Some United States Air Force WB-29 weather reconnaissance aircraft were fitted with special filters to collect atmospheric radioactive debris. On 3 September 1949, the Air Force Office of Atomic Energy had a WB-29 fly from Misawa Air Base in Japan to Eielson Air Force Base in Alaska. The plane collected some debris during this flight. This data was then cross-checked with data from later flights, and it was determined that the Soviet Union had effectively tested a nuclear weapon.

==Response in the West==
The test surprised the Western powers. American intelligence had estimated that the Soviets would not produce an atomic weapon until 1953, while the British did not expect it until 1954. When the nuclear fission products from the test were detected by the U.S. Air Force, the United States began to follow the trail of the nuclear fallout debris. President Harry S. Truman notified the world of the situation on 23 September 1949: "We have evidence that within recent weeks an atomic explosion occurred in the U.S.S.R." Truman's statement likely in turn surprised the Soviets, who had hoped to keep the test a secret to avoid encouraging the Americans to increase their atomic programs, and did not know that the United States had built a test-detection system using the WB-29. The announcement was a turning point in the Cold War, that had just begun, and marked the beginning of the nuclear arms race. Once the Soviet Union was confirmed to be in possession of the atomic bomb, pressure mounted to develop the first hydrogen bomb. Truman was informed of the possibility of such a weapon thirteen days later, on 6 October 1949.

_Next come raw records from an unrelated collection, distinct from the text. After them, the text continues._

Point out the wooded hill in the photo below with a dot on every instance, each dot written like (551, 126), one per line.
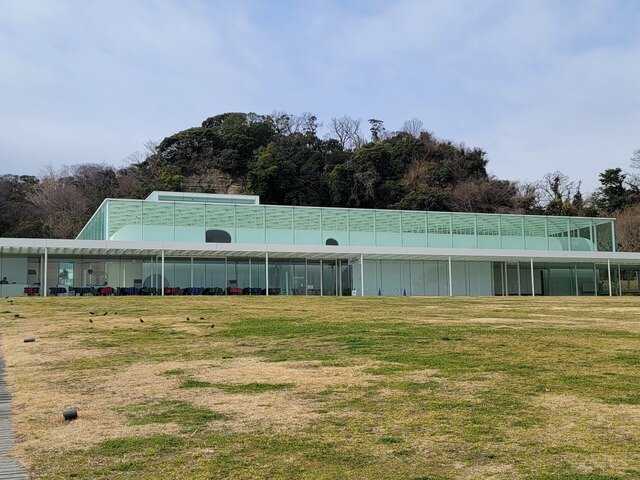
(284, 159)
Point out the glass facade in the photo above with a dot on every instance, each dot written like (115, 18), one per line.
(292, 276)
(199, 221)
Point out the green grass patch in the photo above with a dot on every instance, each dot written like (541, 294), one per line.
(193, 383)
(171, 411)
(252, 388)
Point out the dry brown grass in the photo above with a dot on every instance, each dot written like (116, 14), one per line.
(458, 388)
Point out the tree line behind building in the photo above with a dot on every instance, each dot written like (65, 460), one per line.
(286, 160)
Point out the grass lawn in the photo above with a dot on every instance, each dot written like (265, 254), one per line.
(344, 388)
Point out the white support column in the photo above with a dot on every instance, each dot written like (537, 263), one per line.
(450, 279)
(506, 280)
(614, 241)
(533, 281)
(266, 273)
(361, 275)
(46, 267)
(162, 272)
(619, 282)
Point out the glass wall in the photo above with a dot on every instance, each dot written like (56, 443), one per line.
(561, 279)
(135, 220)
(244, 276)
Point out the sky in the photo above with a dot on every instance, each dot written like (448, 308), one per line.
(539, 85)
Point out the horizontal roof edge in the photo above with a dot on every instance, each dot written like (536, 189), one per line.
(526, 215)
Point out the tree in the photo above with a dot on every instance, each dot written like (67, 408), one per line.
(413, 127)
(628, 229)
(613, 196)
(635, 164)
(377, 129)
(555, 190)
(347, 131)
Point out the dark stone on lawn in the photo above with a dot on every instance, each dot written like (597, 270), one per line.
(70, 414)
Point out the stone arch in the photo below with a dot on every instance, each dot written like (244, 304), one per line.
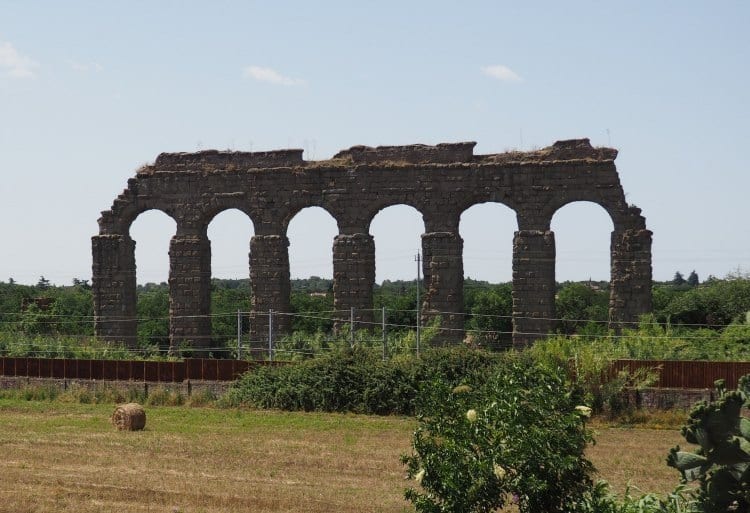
(321, 217)
(484, 216)
(599, 221)
(583, 255)
(375, 209)
(487, 229)
(142, 222)
(228, 235)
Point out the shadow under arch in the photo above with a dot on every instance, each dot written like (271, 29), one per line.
(311, 234)
(151, 231)
(583, 234)
(487, 230)
(229, 233)
(397, 231)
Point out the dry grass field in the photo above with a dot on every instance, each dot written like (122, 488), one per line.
(58, 457)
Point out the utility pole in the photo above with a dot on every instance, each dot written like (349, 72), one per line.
(239, 335)
(270, 335)
(418, 259)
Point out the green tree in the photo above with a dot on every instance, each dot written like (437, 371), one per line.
(580, 306)
(153, 318)
(490, 315)
(513, 434)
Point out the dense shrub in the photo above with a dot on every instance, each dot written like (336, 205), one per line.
(355, 380)
(515, 434)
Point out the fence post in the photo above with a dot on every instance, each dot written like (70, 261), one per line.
(385, 341)
(239, 335)
(270, 335)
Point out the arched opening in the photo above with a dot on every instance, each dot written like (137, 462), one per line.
(311, 232)
(152, 230)
(487, 231)
(230, 232)
(583, 232)
(397, 231)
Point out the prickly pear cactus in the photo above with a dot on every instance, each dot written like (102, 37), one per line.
(721, 463)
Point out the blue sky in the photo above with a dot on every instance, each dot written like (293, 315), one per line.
(89, 91)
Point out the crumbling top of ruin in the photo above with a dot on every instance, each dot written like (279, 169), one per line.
(409, 155)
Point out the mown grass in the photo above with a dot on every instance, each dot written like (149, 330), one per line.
(66, 457)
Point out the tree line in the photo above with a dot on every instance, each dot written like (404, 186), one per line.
(582, 307)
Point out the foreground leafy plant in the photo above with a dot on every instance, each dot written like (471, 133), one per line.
(514, 436)
(721, 463)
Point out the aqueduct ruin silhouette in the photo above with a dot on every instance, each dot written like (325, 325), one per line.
(439, 181)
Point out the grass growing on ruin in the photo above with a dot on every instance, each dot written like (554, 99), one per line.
(66, 457)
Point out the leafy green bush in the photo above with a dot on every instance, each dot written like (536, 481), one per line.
(354, 380)
(513, 435)
(601, 500)
(721, 463)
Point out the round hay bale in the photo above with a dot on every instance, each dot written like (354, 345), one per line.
(129, 417)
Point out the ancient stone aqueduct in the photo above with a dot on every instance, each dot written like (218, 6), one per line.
(439, 181)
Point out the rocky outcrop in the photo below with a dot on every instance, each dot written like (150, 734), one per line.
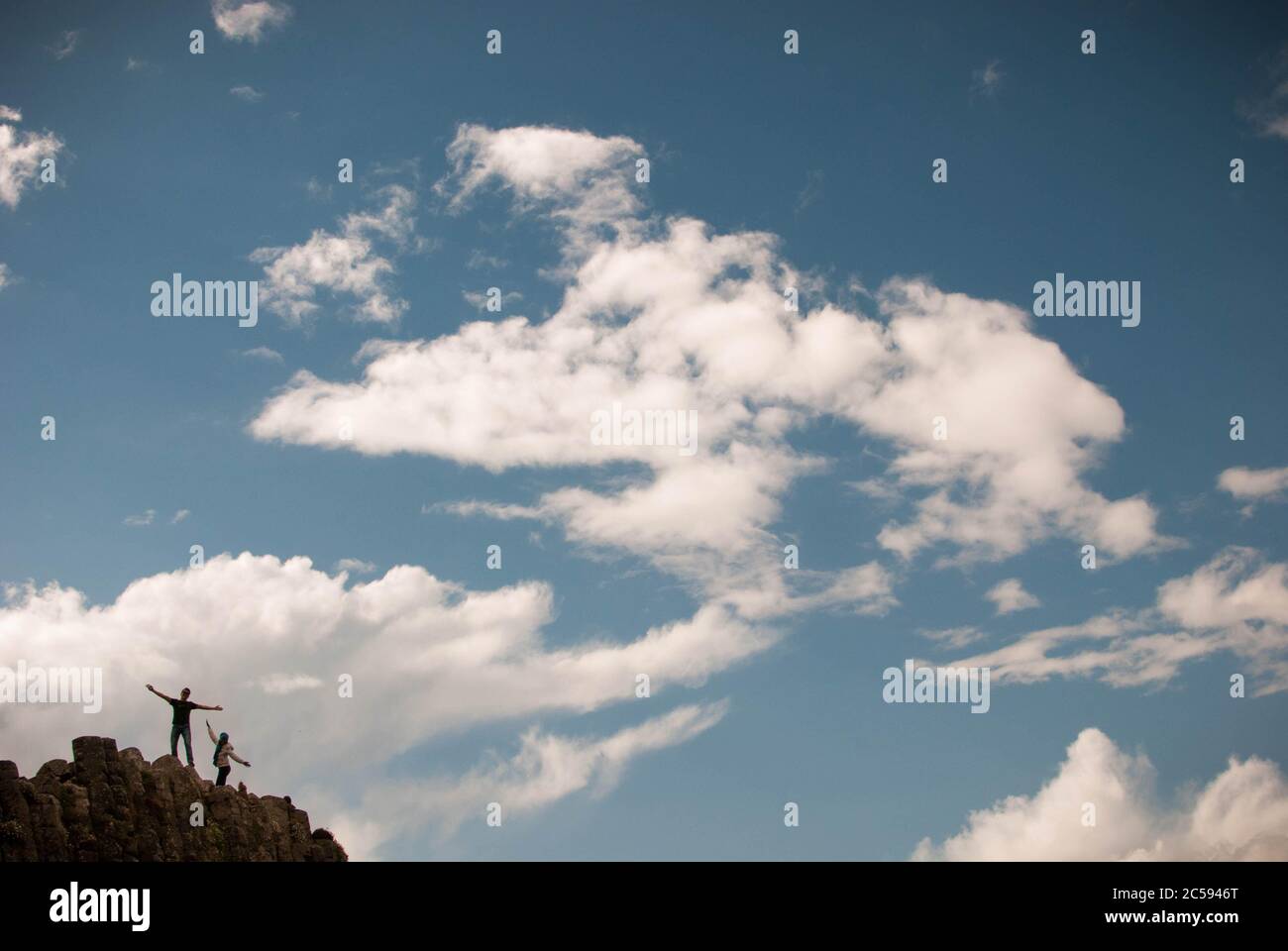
(108, 805)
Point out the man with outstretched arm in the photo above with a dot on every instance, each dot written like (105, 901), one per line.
(179, 724)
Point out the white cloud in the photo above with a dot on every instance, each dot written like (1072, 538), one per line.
(146, 518)
(546, 768)
(480, 300)
(249, 20)
(988, 79)
(1257, 484)
(1009, 595)
(668, 315)
(954, 637)
(478, 260)
(1234, 603)
(65, 44)
(21, 154)
(343, 264)
(425, 658)
(267, 354)
(278, 685)
(1239, 814)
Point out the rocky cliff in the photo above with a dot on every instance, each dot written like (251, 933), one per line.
(108, 805)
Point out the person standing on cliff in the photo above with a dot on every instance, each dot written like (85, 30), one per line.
(179, 723)
(223, 753)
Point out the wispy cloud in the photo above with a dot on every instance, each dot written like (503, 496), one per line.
(266, 354)
(146, 518)
(1009, 595)
(65, 44)
(344, 262)
(988, 79)
(246, 93)
(1239, 814)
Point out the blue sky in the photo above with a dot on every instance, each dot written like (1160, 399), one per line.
(1107, 166)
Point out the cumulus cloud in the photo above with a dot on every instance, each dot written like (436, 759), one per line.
(344, 264)
(246, 93)
(480, 300)
(249, 20)
(424, 658)
(21, 154)
(1235, 603)
(954, 637)
(988, 79)
(546, 768)
(670, 316)
(266, 354)
(1009, 595)
(1254, 484)
(1239, 814)
(1269, 111)
(65, 44)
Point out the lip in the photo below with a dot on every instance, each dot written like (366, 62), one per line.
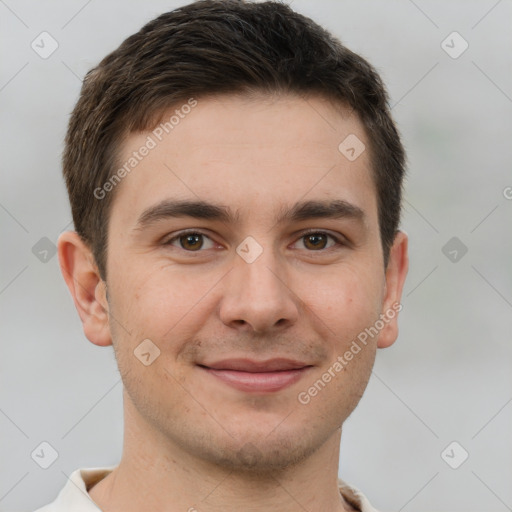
(257, 376)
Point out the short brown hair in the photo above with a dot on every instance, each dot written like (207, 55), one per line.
(212, 47)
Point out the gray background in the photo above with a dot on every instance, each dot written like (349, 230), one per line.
(448, 377)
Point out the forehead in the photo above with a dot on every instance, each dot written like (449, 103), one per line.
(253, 154)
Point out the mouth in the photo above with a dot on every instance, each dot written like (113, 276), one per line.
(257, 376)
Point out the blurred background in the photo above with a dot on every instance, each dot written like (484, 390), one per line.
(432, 432)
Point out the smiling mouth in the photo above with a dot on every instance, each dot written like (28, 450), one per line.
(257, 376)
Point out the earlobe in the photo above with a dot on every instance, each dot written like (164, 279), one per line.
(396, 273)
(86, 287)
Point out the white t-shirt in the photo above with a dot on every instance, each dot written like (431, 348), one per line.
(74, 496)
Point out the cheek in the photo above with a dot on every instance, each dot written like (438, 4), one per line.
(161, 304)
(346, 301)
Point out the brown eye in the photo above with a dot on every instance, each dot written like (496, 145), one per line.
(319, 241)
(315, 241)
(191, 241)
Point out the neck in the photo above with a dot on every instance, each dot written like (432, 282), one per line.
(156, 474)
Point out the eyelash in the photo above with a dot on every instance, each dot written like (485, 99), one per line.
(339, 242)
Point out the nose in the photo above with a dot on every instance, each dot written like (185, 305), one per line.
(256, 296)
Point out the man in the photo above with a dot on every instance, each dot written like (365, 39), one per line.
(235, 181)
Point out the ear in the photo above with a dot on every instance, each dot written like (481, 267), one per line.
(396, 272)
(86, 286)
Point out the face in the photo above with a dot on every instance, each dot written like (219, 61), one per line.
(245, 247)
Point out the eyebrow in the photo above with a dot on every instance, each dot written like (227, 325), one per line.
(305, 210)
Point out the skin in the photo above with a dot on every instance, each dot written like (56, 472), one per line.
(191, 441)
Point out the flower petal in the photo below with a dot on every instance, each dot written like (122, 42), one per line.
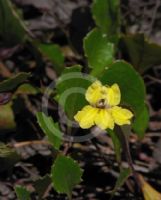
(104, 119)
(86, 116)
(95, 93)
(121, 116)
(113, 95)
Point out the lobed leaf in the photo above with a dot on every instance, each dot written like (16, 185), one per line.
(50, 128)
(66, 174)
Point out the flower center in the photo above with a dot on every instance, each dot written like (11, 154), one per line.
(102, 103)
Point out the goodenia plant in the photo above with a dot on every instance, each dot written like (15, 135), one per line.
(103, 110)
(111, 96)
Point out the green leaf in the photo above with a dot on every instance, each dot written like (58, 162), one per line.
(131, 85)
(13, 82)
(42, 184)
(50, 128)
(12, 30)
(71, 87)
(66, 174)
(54, 54)
(107, 15)
(141, 122)
(141, 53)
(124, 174)
(99, 51)
(22, 193)
(7, 120)
(116, 143)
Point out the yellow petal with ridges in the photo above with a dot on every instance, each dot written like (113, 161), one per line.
(113, 95)
(121, 116)
(95, 93)
(86, 116)
(104, 119)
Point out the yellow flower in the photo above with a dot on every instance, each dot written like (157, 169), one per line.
(103, 110)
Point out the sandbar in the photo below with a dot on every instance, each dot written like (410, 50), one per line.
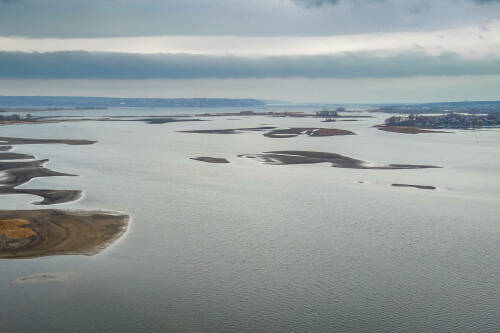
(406, 130)
(336, 160)
(210, 159)
(314, 132)
(422, 187)
(37, 233)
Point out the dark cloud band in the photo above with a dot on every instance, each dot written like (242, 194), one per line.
(135, 66)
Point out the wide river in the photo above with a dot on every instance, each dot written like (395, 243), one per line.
(247, 246)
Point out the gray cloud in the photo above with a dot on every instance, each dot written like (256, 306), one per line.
(134, 66)
(319, 3)
(114, 18)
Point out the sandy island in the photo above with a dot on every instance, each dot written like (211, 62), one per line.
(17, 173)
(406, 130)
(274, 132)
(210, 159)
(422, 187)
(336, 160)
(37, 233)
(309, 131)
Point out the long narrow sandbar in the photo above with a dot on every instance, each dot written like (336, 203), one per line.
(312, 157)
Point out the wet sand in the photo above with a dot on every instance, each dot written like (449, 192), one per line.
(406, 130)
(37, 233)
(210, 159)
(315, 132)
(17, 173)
(15, 156)
(336, 160)
(50, 197)
(422, 187)
(25, 141)
(230, 130)
(274, 132)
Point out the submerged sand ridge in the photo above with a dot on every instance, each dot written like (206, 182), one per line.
(36, 233)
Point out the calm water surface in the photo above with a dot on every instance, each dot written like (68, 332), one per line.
(248, 246)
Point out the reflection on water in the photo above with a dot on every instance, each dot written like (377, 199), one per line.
(244, 245)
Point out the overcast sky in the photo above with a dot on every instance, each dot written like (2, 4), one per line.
(299, 50)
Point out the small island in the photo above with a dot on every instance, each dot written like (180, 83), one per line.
(210, 159)
(37, 233)
(336, 160)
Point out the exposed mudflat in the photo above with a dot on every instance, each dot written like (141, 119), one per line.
(422, 187)
(25, 141)
(296, 131)
(336, 160)
(230, 130)
(37, 233)
(15, 156)
(210, 159)
(406, 130)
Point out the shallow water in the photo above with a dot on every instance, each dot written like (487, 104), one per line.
(249, 246)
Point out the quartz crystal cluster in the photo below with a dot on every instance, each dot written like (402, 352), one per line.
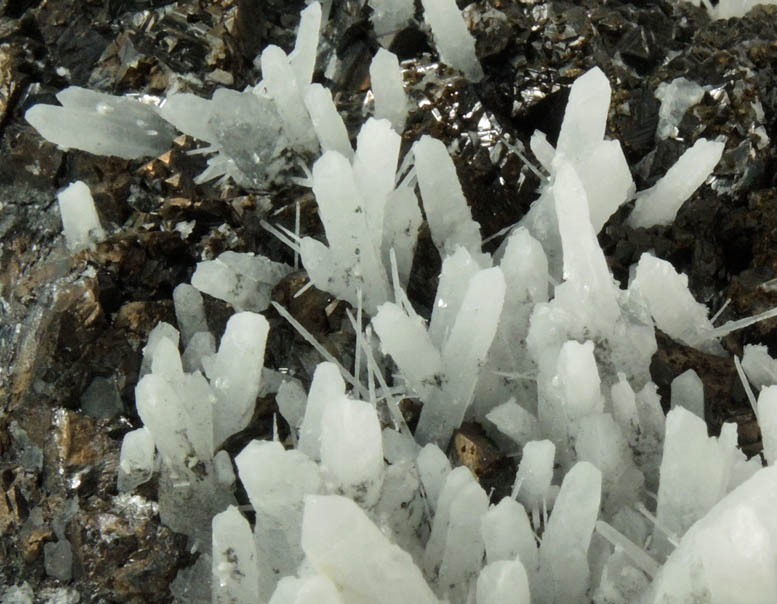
(612, 501)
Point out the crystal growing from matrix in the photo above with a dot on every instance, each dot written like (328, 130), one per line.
(454, 42)
(80, 222)
(102, 124)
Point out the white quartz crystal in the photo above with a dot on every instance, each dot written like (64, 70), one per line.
(374, 169)
(277, 481)
(235, 372)
(600, 441)
(102, 124)
(292, 400)
(507, 535)
(728, 555)
(303, 58)
(189, 312)
(433, 469)
(352, 449)
(449, 217)
(242, 279)
(281, 82)
(694, 475)
(688, 391)
(454, 42)
(327, 386)
(463, 354)
(201, 345)
(676, 98)
(665, 293)
(136, 460)
(514, 421)
(624, 406)
(386, 83)
(501, 582)
(80, 221)
(660, 203)
(535, 472)
(327, 122)
(342, 543)
(464, 546)
(352, 261)
(564, 574)
(767, 421)
(389, 16)
(760, 367)
(235, 574)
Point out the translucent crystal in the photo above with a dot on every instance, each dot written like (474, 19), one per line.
(235, 574)
(564, 573)
(660, 203)
(327, 122)
(102, 124)
(80, 222)
(235, 372)
(352, 449)
(449, 216)
(503, 581)
(189, 312)
(136, 460)
(342, 543)
(386, 83)
(454, 42)
(688, 391)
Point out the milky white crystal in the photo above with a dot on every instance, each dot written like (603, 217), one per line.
(386, 83)
(327, 122)
(342, 543)
(463, 354)
(687, 390)
(464, 548)
(303, 58)
(374, 168)
(235, 575)
(242, 279)
(235, 372)
(514, 421)
(694, 474)
(201, 345)
(102, 124)
(80, 221)
(760, 367)
(729, 554)
(676, 98)
(600, 441)
(352, 449)
(288, 95)
(587, 277)
(535, 472)
(674, 309)
(352, 261)
(433, 469)
(767, 421)
(136, 460)
(449, 217)
(454, 42)
(327, 385)
(277, 481)
(189, 311)
(564, 573)
(501, 582)
(389, 16)
(660, 203)
(507, 535)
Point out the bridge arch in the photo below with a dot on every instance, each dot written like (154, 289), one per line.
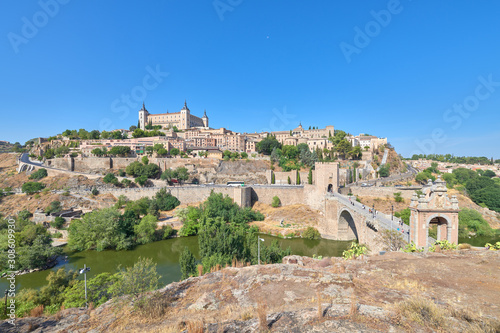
(346, 226)
(443, 223)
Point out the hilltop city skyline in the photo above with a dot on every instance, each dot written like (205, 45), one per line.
(409, 71)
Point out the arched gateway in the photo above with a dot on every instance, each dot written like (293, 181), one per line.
(346, 226)
(434, 208)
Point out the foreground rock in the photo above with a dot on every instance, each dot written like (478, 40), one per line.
(456, 291)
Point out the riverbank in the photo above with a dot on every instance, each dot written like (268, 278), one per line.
(448, 291)
(166, 254)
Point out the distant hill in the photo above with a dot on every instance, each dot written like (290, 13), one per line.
(5, 147)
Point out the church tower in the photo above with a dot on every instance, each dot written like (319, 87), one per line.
(143, 117)
(205, 119)
(185, 117)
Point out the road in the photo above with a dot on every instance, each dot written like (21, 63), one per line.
(25, 159)
(384, 221)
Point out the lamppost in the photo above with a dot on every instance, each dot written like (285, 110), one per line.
(258, 246)
(6, 291)
(84, 271)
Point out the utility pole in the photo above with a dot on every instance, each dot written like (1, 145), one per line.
(84, 271)
(258, 247)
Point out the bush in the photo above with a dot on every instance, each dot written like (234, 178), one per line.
(187, 263)
(110, 179)
(311, 233)
(54, 207)
(355, 251)
(276, 202)
(32, 187)
(39, 174)
(384, 170)
(58, 222)
(472, 222)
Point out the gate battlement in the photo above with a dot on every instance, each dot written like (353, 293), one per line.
(434, 207)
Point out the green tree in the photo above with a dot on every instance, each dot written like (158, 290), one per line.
(53, 207)
(32, 187)
(96, 230)
(181, 174)
(145, 230)
(174, 152)
(267, 145)
(97, 291)
(141, 180)
(39, 174)
(276, 202)
(187, 263)
(134, 280)
(165, 200)
(58, 222)
(384, 170)
(311, 233)
(120, 151)
(110, 179)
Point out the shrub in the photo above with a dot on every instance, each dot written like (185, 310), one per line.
(58, 222)
(54, 207)
(311, 233)
(276, 202)
(39, 174)
(110, 179)
(398, 197)
(32, 187)
(355, 251)
(411, 247)
(187, 263)
(495, 246)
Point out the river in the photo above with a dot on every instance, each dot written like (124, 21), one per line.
(166, 255)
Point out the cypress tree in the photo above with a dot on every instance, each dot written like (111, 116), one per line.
(188, 264)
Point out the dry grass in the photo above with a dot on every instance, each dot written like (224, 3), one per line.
(464, 246)
(37, 311)
(261, 312)
(411, 286)
(153, 306)
(195, 326)
(475, 322)
(354, 310)
(423, 312)
(320, 310)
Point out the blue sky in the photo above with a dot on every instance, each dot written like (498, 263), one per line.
(423, 73)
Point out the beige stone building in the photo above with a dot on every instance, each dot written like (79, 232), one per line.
(182, 120)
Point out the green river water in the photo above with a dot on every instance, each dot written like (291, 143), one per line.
(166, 255)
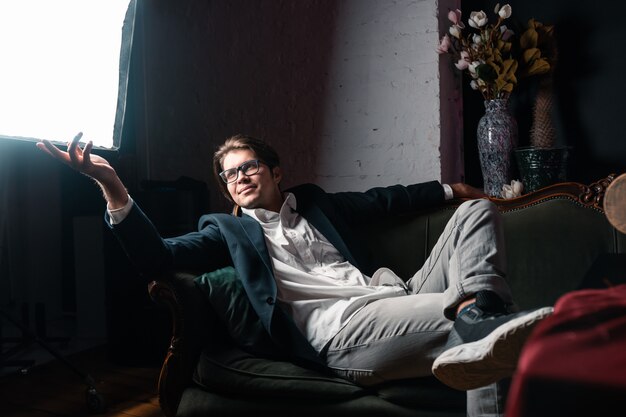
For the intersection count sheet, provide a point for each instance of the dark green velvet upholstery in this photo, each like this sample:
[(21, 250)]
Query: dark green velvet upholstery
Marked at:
[(552, 238)]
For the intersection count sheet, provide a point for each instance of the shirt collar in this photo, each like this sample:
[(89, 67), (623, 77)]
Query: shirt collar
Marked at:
[(267, 216)]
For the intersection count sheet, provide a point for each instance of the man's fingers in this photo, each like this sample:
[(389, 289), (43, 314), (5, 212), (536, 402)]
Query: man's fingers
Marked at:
[(71, 149), (51, 150), (42, 147), (87, 152)]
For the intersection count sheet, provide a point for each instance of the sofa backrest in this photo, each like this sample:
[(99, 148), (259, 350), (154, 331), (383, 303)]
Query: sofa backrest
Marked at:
[(552, 236)]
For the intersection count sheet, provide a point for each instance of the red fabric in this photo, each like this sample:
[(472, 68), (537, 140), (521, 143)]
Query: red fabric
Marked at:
[(574, 363)]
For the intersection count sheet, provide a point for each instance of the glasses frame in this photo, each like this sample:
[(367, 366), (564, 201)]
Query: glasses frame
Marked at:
[(239, 169)]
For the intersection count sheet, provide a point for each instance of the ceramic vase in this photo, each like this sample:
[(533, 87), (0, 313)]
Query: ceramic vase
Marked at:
[(497, 137)]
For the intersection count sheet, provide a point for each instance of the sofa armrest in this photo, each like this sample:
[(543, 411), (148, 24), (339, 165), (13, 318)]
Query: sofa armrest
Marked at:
[(193, 323)]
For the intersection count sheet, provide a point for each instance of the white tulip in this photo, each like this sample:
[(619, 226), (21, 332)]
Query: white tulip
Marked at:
[(478, 19), (513, 190)]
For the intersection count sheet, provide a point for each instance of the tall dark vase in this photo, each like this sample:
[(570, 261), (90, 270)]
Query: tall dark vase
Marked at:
[(497, 137)]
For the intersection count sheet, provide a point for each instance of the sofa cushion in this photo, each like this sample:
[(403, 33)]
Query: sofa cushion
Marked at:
[(235, 371)]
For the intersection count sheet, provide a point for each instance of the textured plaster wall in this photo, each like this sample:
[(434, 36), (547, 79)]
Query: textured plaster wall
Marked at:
[(347, 91)]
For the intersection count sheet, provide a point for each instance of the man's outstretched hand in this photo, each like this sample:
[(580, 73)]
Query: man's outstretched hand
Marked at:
[(94, 166), (461, 190)]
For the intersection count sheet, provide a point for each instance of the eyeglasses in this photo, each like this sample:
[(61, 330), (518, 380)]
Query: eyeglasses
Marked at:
[(248, 168)]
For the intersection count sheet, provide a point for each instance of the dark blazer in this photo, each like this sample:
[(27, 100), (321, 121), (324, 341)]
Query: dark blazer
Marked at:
[(225, 240)]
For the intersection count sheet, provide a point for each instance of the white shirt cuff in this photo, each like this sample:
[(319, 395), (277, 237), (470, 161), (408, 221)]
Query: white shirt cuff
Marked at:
[(118, 215)]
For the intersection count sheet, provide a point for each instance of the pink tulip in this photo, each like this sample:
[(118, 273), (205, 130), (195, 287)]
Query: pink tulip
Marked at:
[(463, 63), (455, 17), (444, 45)]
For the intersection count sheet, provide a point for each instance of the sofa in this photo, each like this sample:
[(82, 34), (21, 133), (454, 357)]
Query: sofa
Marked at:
[(553, 237)]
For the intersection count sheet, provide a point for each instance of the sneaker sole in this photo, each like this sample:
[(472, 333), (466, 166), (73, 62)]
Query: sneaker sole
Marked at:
[(476, 364)]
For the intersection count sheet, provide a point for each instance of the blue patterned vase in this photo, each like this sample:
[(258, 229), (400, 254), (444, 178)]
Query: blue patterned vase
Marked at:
[(497, 137)]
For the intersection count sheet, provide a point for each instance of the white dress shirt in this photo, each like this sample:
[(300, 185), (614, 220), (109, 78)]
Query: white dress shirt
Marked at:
[(315, 283)]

==Response in the Soviet Union==
Following Truman's announcement, Soviet state newspaper TASS released a report. It suggested the West had detected signatures from excavation works in the Soviet Union. Nonetheless, it stated the Soviet Union possessed nuclear weapons, and noted the November 1947 claim by Minister of Foreign Affairs Vyacheslav Molotov, that the Soviet Union understood the "secret" of nuclear weapons design. Deputy Chairman of the Council of Ministers Kliment Voroshilov internationally reiterated nuclear capability five months later in March 1950.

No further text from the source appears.